Retomada do crescimento

Ministro-chefe da Casa Civil menciona “surpresa” com análises mais favoráveis à recuperação econômica e garante que, mesmo com maior otimismo, governo continuará a reduzir gastos
por Portal Planalto publicado: 12/07/2016 18h58 última modificação: 13/07/2016 14h48

As medidas adotadas pela equipe econômica já surtiram efeito no mercado financeiro, que passou a projetar um crescimento de até 2% do Produto Interno Bruto (PIB) em 2017. Mesmo com o cenário de otimismo, o governo mantém, por ora, a estimativa de alta de 1,2% da atividade econômica – número que foi levado em consideração pelos ministérios da Fazenda e Planejamento ao projetar a meta fiscal do próximo ano.

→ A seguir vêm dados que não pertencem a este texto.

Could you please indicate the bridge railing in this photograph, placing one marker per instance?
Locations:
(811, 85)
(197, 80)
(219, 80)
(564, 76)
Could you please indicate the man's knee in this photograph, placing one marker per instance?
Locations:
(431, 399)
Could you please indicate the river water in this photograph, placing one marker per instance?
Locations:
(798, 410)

Confrontado com esses dados, o ministro-chefe da Casa Civil, Eliseu Padilha, disse ter ficado “muito feliz” com as novas estimativas do mercado financeiro. A jornalistas, esta terça-feira (12), ele mencionou os dados e explicou que, para elevar ainda mais a confiança dos agentes econômicos, o governo continuará a executar o ajuste fiscal nas contas públicas, de modo a cortar gastos e evitar uma alta da inflação.

Disse o ministro Padilha: “[li nos jornais] que o PIB não vai mais ser 1,2%, vai ser 2%, que a indústria começa a mostrar que está contratando, então, eu acho isso muito bom”, contou o chefe da Casa Civil. “Mas, nós queremos, também, passar um pente fino muito grande nas despesas do governo”, acrescentou o ministro, reforçando que cálculos preliminares que apontavam para uma redução de despesas menor estão sendo revistos pela equipe econômica, que prepara uma série de novas medidas para enxugar despesas administrativas.

O ministro frisou, porém, que ainda não é momento de rever os números apresentados na última semana. “Se crescimento for de 2%, como está sendo dito, é bom. Mas eu vou ficar no 1,2%. Com 1,2%, a receita vai crescer consideravelmente, significa dizer que a arrecadação vai crescer também. Já a despesa [está] congelada”, afirmou Padilha, ao mencionar a Proposta de Emenda à Constituição (PEC) que estabelece um teto para os gastos públicos condicionado à variação da inflação no último ano.